Today’s offering of fiction comes from science fiction and fantasy writer Laurence Brothers.  His  works have recently appeared in such magazines as Nature, Short Édition’s Rendez-Vous, and Galaxy’s Edge, among others. His historical fantasy novel Twilight Patrol was just released by Alban Lake, and his urban fantasy novella The Demons of Wall Street will be published in March by Mirror World.

Laurence’s ability to make each moment as real as your own heartbeat makes this short story about love reaching back from the beyond will warm your heart and chill it at the same time.

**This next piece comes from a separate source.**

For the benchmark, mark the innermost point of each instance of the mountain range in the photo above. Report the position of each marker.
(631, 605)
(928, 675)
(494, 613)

Without further ado, we are proud to present Laurence Raphael Brothers’ story, appearing here for the first time anywhere.


FROZEN HEART HOMECOMING 

14 OCTOBER 1943. 0930 HOURS. BASSINGBOURN AIRBASE, CAMBRIDGESHIRE.

“Mail Call!”

The loudspeaker’s garbled announcement brought pilots and crew running from all over the airbase to the fieldstone administrative building. I got into line as quickly as I could, but I had to give way to the officers and wound up waiting half an hour before I got my mail. One lousy thin letter from my father, not what I was expecting at all. I almost left it for later because I had a mission to prepare for. But I opened it anyway.

New York City

October 5th, 1943

Dear Son,

I hope this mail finds you well. I hope you are killing lots of Nazis. I only wish I could be there doing the same thing as you. I’m afraid your mother is still angry at you because of Oona. To be honest — don’t tell her I said this — there’s no harm in a little tail now and then, even if it is Irish tail.

I almost crumpled the letter right there and threw it away. But I read on.

The fact is I have bad news to tell you. I heard from Sullivan at work that Oona was hit by a car Friday night. She didn’t make it. I’m sorry. I know you liked her. It’s too bad. But at least your mother won’t have anything more to blame you for. I bet she sends you mail next time.

In that moment a ball of ice grew around my heart. I could feel it right there, a cold chunk of ice right in the middle of my chest. I let the letter fall to the ground. Oona. Dead for over a week. It wasn’t possible. It wasn’t even imaginable. We’d promised each other–

“Steinberg, you okay?” It was Olivetti, the flight engineer on my bomber.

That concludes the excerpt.